1. Academic Validation
  2. N-{4-Chloro-2-[(1,3-dioxo-1,3-dihydro-2H-isoindol-2-yl)methyl]phenyl}-2-hydroxybenzamide (CPPHA) acts through a novel site as a positive allosteric modulator of group 1 metabotropic glutamate receptors

N-{4-Chloro-2-[(1,3-dioxo-1,3-dihydro-2H-isoindol-2-yl)methyl]phenyl}-2-hydroxybenzamide (CPPHA) acts through a novel site as a positive allosteric modulator of group 1 metabotropic glutamate receptors

  • Mol Pharmacol. 2008 Mar;73(3):909-18. doi: 10.1124/mol.107.040097.
Yelin Chen 1 Cyril Goudet Jean-Philippe Pin P Jeffrey Conn
Affiliations

Affiliation

  • 1 Department of Pharmacology, Vanderbilt University Medical Center, 23rd Avenue South at Pierce, 417-D Preston Research Building, Nashville, TN 37232-6600, USA.
Abstract

Recent studies suggest that a novel positive allosteric modulator (PAM) of the metabotropic glutamate receptor (mGluRs), mGluR5, termed 4-nitro-N-(1,3-diphenyl-1H-pyrazol-5-yl)benzamide (VU-29), potentiates mGluR5 responses by actions at a site that is overlapping with the binding site of 2-methyl-6-(phenylethynyl)pyridine (MPEP), a previously identified negative allosteric modulator of this receptor.
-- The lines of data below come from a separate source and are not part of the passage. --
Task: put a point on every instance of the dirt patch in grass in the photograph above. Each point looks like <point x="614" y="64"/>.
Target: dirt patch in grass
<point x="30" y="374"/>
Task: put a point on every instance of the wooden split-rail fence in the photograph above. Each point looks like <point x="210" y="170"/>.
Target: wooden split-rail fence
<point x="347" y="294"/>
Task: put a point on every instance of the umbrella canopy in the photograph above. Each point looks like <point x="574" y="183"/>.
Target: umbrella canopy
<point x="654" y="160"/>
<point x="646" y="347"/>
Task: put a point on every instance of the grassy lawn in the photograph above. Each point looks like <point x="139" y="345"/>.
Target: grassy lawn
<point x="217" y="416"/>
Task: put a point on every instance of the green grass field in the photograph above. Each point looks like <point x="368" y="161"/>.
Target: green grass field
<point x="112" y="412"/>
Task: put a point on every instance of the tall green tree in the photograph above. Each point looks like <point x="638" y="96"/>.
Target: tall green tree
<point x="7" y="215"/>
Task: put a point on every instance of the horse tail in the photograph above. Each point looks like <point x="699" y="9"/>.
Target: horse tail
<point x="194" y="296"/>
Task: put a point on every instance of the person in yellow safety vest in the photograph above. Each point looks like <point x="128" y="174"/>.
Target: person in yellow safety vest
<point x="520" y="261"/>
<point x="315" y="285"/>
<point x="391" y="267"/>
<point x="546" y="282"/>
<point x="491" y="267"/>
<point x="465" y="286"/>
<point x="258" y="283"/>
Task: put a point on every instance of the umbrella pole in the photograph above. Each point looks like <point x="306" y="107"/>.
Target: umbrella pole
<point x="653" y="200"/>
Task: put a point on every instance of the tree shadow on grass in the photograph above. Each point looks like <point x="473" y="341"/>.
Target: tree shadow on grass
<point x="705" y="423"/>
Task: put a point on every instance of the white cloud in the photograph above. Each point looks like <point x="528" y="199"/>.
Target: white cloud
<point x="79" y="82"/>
It is interesting that a structurally distinct PAM, N-{4-Chloro-2-[(1,3-dioxo-1,3-dihydro-2H-isoindol-2-yl)methyl]phenyl}-2-hydroxybenzamide (CPPHA), does not to bind to the MPEP site. We now report that CPPHA potentiates mGluR5 responses by a mechanism that is distinct from that of VU-29. VU-29- and CPPHA-induced potentiation of mGluR5 responses are blocked by a neutral ligand at the MPEP allosteric site termed 5-methyl-2-(phenylethynyl)pyridine (5MPEP). However, increasing concentrations of 5MPEP induce parallel rightward shifts in the VU-29 concentration-response curve, whereas 5MPEP inhibits CPPHA potentiation in a noncompetitive manner. Consistent with this, a mutation (A809V/mGluR5) that reduces binding of ligands to the MPEP site eliminates the effect of VU-29 but has no effect on the response to CPPHA. On the Other hand, a mutation (F585I/mGluRs) that eliminates the effect of CPPHA does not alter the response to VU-29. CPPHA is also a PAM at mGluR1. It is interesting that the corresponding mutation of F585I/mGluR5 in mGluR1 (F599I/mGluR1) eliminates CPPHA's effect without altering the potentiation of a known PAM of mGluR1, (S)-2-(4-fluorophenyl)-1-(toluene-4-sulfonyl)pyrrolidine (Ro 67-7476). Likewise, another mutation (V757L/mGluR1) that abolishes potentiation of Ro 67-7476 has no effect on CPPHA. Finally, CPPHA does not displace binding of a radioligand for the mGluR1 allosteric antagonist characterized previously. Together, these data suggest that CPPHA acts at a novel allosteric site on both mGluR1 and -5 to potentiate responses to activation of these receptors.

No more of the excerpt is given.